Domandavo a me stesso se fossi ben desto, o se sognassi ancora, o se il mio cervello guastato nella caduta non udisse rumori puramente immaginarii. Per altro nè i miei occhi nè le mie orecchie potevano ingannarsi a tal punto.

«È un raggio di luce, pensai, quello che passa per quella fessura di roccie. Ecco appunto il mormorio delle onde! e questo è il fischio della brezza! m’inganno io o siamo ritornati alla superficie della terra? Mio zio ha dunque rinunciato alla sua spedizione, oppure l’ha felicemente terminata?»

Io mi proponeva siffatti quesiti insolubili quando mio zio entrò.

«Buon giorno, Axel, diss’egli allegramente, scommetterei volentieri che tu stai bene! [p. 123 modifica]

— Ma sì, diss’io rizzandomi.

— Così doveva essere, perchè hai dormito tranquillamente. Hans ed io ti abbiamo vegliato dandoci il cambio, ed abbiamo visto i progressi della tua guarigione.

— Infatti io mi sento rinvigorito e in prova farò onore alla colazione che vorrete prepararmi.

— Tu mangerai, giovinotto mio; la febbre ti ha abbandonato; Hans ha sparso sulle tue piaghe non so quale unguento di cui gl’Islandesi hanno il segreto e che le ha cicatrizzate a meraviglia. È uomo che sa il fatto suo il nostro cacciatore!»

Così parlando mio zio preparava alcuni alimenti che io divorai non ostante le sue raccomandazioni, non cessando di fargli delle domande alle quali egli si affrettò di rispondere. Seppi allora che la mia caduta provvidenziale mi aveva precisamente condotto all’estremità d’una galleria quasi perpendicolare; e siccome io era arrivato nel mezzo di un torrente di pietre di cui la meno grossa sarebbe bastata a schiacciarmi, bisognava conchiudere che una parte della roccia era scivolata con me. Lo spaventevole veicolo mi trasportò di tal guisa, fin nelle braccia di mio zio, nelle quali io caddi insanguinato e privo di sensi.

«Davvero, mi diss’egli, è sorprendente che non ti sia ucciso le mille volte, ma per Iddio, non ci separiamo più, perocchè rischieremmo di non rivederci più mai.»

«Non ci separiamo più!» Il viaggio non era dunque finito? Spalancai tanto d’occhi meravigliati, il che provocò immediatamente questa domanda:

«Che cosa hai dunque, Axel?

— Una domanda da farvi; voi dite ch’io sono sano e salvo?

— Senza dubbio!

— Ho tutte le mie membra intatte?

— Certamente.

— E la testa?

— La testa, tranne qualche contusione, è perfettamente a posto sulle tue spalle.

— Quand’è così, ho paura che il mio cervello sia guasto.

— Guasto?

— Sì; non siamo noi ritornati alla superficie del globo?

— No certo.

— Allora, io son pazzo, perchè vedo la luce del giorno, [p. 124 modifica]odo il rumore del vento che soffia e quello del mare che s’infrange contro la spiaggia.

— Ah! non è che questo?

— Mi spiegherete voi?...

— Non ti spiegherò nulla, poichè la cosa è inesplicabile; ma tu stesso vedrai e comprenderai che la scienza geologica non ha ancora detto la sua ultima parola.
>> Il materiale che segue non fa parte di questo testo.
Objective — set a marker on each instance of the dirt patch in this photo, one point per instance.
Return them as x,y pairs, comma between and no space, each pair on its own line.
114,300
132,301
— Usciamo dunque! esclamai alzandomi bruscamente.

— No, Axel, no; l’aria aperta potrebbe farti male.

— L’aria aperta?

— Sì, il vento soffia con una certa violenza, ed io non voglio che tu ti arrischi così.

— Ma vi assicuro che sto a meraviglia.

— Un po’ di pazienza, giovinotto mio. Una ricaduta ci metterebbe in imbarazzo e non bisogna già perder tempo poichè la traversata può esser lunga.

— La traversata?

— Sì; riposati ancora oggi, e c’imbarcheremo domani.

— Imbarcarci!»

Quest’ultima parola mi fe’ dare un balzo.

Come! imbarcarci! avevamo dunque un fiume, un lago, o un mare a nostra disposizione? Un bastimento era esso ancorato in qualche porto interno?

La mia curiosità fu sommamente eccitata. Mio zio cercò invano di trattenermi e quando vide che l’impazienza poteva farmi più male che la soddisfazione de’ miei desiderii, cedette.

Mi vestii in fretta; per soprappiù di precauzione mi ravvolsi in una coperta ed uscii dalla grotta.